I'm basically following this guide to build convolutional autoencoder with tensorflow backend. The main difference to the guide is that my data is 257x257 grayscale images. The following code:
TRAIN_FOLDER = 'data/OIRDS_gray/'
EPOCHS = 10
SHAPE = (257,257,1)
FILELIST = os.listdir(TRAIN_FOLDER)
def loadTrainData():
train_data = []
for fn in FILELIST:
img = misc.imread(TRAIN_FOLDER + fn)
img = np.reshape(img,(len(img[0,:]), len(img[:,0]), SHAPE[2]))
if img.shape != SHAPE:
print "image shape mismatch!"
print "Expected: "
print SHAPE
print "but got:"
print img.shape
sys.exit()
train_data.append (img)
train_data = np.array(train_data)
train_data = train_data.astype('float32')/ 255
return np.array(train_data)
def createModel():
input_img = Input(shape=SHAPE)
x = Conv2D(16, (3, 3), activation='relu', padding='same')(input_img)

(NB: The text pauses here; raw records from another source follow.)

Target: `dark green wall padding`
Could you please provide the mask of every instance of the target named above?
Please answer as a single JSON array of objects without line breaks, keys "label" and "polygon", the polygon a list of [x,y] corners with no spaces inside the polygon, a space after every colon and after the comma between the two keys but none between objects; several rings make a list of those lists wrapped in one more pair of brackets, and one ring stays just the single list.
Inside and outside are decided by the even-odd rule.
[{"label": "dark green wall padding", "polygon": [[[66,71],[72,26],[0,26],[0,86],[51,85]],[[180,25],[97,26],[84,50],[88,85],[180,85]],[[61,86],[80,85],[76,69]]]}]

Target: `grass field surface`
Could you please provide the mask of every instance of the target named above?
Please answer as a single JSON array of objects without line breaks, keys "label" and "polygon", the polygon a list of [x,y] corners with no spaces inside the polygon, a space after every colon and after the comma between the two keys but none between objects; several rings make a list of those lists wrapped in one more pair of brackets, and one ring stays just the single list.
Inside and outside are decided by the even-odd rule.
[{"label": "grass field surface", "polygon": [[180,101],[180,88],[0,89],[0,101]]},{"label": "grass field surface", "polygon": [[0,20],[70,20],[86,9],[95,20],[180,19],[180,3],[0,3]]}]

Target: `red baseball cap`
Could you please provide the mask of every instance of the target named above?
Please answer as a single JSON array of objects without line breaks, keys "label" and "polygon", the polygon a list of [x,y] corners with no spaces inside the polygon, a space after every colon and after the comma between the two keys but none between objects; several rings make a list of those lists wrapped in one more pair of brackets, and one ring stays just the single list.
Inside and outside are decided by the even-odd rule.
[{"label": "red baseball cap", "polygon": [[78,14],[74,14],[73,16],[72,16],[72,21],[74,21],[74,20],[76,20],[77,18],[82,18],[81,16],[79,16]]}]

x = MaxPooling2D((2, 2), padding='same')(x)
x = Conv2D(8, (3, 3), activation='relu', padding='same')(x)
x = MaxPooling2D((2, 2), padding='same')(x)
x = Conv2D(8, (3, 3), activation='relu', padding='same')(x)
encoded = MaxPooling2D((2, 2), padding='same')(x)
x = Conv2D(8, (3, 3), activation='relu', padding='same')(encoded)
x = UpSampling2D((2, 2))(x)
x = Conv2D(8, (3, 3), activation='relu', padding='same')(x)
x = UpSampling2D((2, 2))(x)
x = Conv2D(16, (3, 3), activation='relu',padding='same')(x)
x = UpSampling2D((2, 2))(x)
decoded = Conv2D(1, (3, 3), activation='sigmoid',padding='same')(x)
return Model(input_img, decoded)
x_train = loadTrainData()
autoencoder = createModel()
autoencoder.compile(optimizer='adadelta', loss='binary_crossentropy')
print x_train.shape
autoencoder.summary()
# Run the network
autoencoder.fit(x_train, x_train,
epochs=EPOCHS,
batch_size=128,
shuffle=True)
gives me a error:
ValueError: Error when checking target: expected conv2d_7 to have shape (None, 260, 260, 1) but got array with shape (859, 257, 257, 1)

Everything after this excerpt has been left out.